Pullup job sizing recommendations
To ensure optimal performance, efficient resource utilization, and successful job execution, you can fine-tune the job resource settings from the global job limits page. This is especially important when dealing with exceptionally large sets of data.
The following table shows recommendations on how to scale your job in different circumstances.
High-level resource targets
Depending on your data size, your job requires a total target amount of RAM and CPU cores to run efficiently. The following table outlines these high-level capacity targets.
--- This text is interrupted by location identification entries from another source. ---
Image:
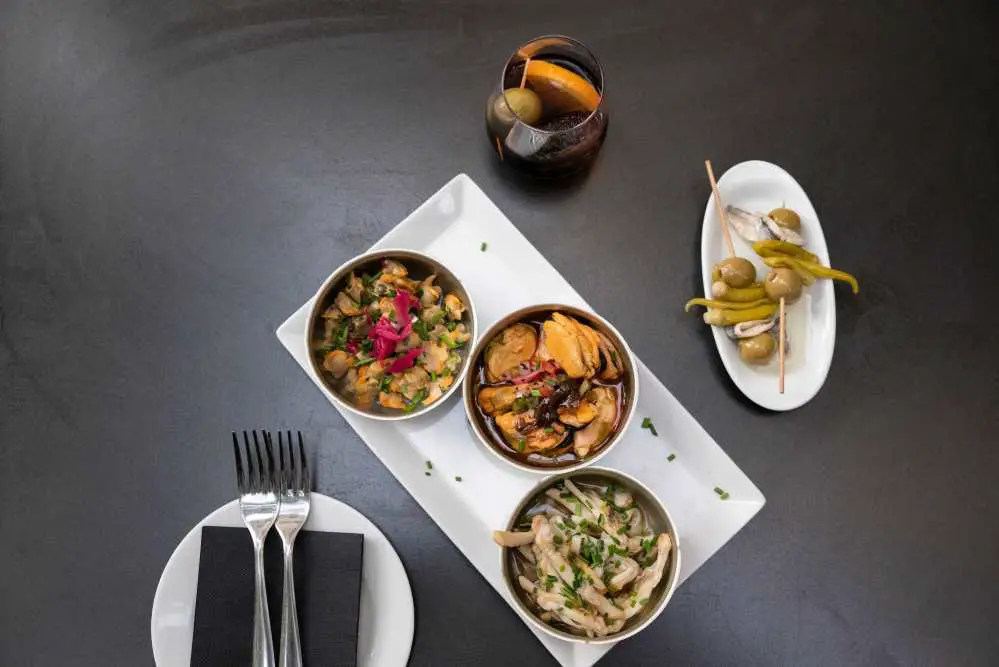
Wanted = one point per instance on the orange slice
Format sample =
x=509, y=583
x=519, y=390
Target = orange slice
x=561, y=90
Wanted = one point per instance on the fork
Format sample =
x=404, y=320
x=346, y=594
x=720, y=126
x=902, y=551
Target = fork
x=295, y=484
x=258, y=503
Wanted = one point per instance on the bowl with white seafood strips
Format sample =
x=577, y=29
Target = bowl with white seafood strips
x=389, y=334
x=551, y=388
x=591, y=556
| Total rows | Total columns | Total cores | Total RAM |
|---|---|---|---|
| 100K | 50 | 2 | 3 GB |
| 1M | 50 | 3 | 6 GB |
| 10M | 50 | 10 | 52 GB |
Tip If your table is extremely large, use Parallel JDBC to improve the performance of the data loading stage when the Pullup job runs.
Calculating total resources
The global limits page does not accept "total" inputs, as described in the previous table. Instead, Spark distributes these total resources between a single driver node and multiple executor nodes. The underlying engine allocates resources based on these two formulas:
- Total cores = Driver cores + (Number of executors × Executor cores)
- Total RAM = Driver memory + (Number of executors × Executor memory)
Example For a table with 10M rows, you can achieve a target of 6 total cores and 16 GB total RAM by configuring 1 driver with 4 GB RAM, plus 2 executors that each have 2 cores and 6 GB RAM.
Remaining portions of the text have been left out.